In [1]:
import os

# En nuestro ordenador personal, si no esta definida la variable JAVA_HOME, deberemos indicarla
# os.environ["JAVA_HOME"] = "/usr/lib/jvm/java-17-openjdk-amd64"

# En los laboratorios docentes, sera necesario utilizar la siguiente
# os.environ["JAVA_HOME"] = "/usr/"

os.environ["JAVA_HOME"]

'/home/maes/.sdkman/candidates/java/current'

In [34]:
import pyspark

from pyspark.sql import SparkSession
from pyspark.sql.types import *
from pyspark.sql.functions import *

spark = (SparkSession.builder
    .master("local[*]")
    .config("spark.driver.cores", 1)
    .appName("Bike rental")
    .getOrCreate())
spark

# Bike Dataset

In this example we are going to explore a dataset generated from a bike rental system deployed in San Francisco area. The dataset consist of two data sources: 
- information about the renting stations
- information about trips done using this service

Next, we will explore both of them and compute some new information

## Stations

### Initial exploration

The first dataset contains information about the renting stations. We can use spark's csv reader to take a look at the data.
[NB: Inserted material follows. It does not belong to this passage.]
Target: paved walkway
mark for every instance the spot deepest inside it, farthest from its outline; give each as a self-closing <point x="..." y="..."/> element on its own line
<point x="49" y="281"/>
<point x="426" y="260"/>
Because the dataset contains an initial entry with the field names, we must provide the reader with the corresponding option take the header into account.

In [3]:
stations = spark.read.option("header", "true").csv("data/bike-data/201508_station_data.csv")

In [4]:
stations.show(2)

+----------+--------------------+---------+-----------+---------+--------+------------+
|station_id|                name|      lat|       long|dockcount|landmark|installation|
+----------+--------------------+---------+-----------+---------+--------+------------+
|         2|San Jose Diridon ...|37.329732|-121.901782|       27|San Jose|    8/6/2013|
|         3|San Jose Civic Ce...|37.330698|-121.888979|       15|San Jose|    8/5/2013|
+----------+--------------------+---------+-----------+---------+--------+------------+
only showing top 2 rows



In [5]:
stations.printSchema()

root
 |-- station_id: string (nullable = true)
 |-- name: string (nullable = true)
 |-- lat: string (nullable = true)
 |-- long: string (nullable = true)
 |-- dockcount: string (nullable = true)
 |-- landmark: string (nullable = true)
 |-- installation: string (nullable = true)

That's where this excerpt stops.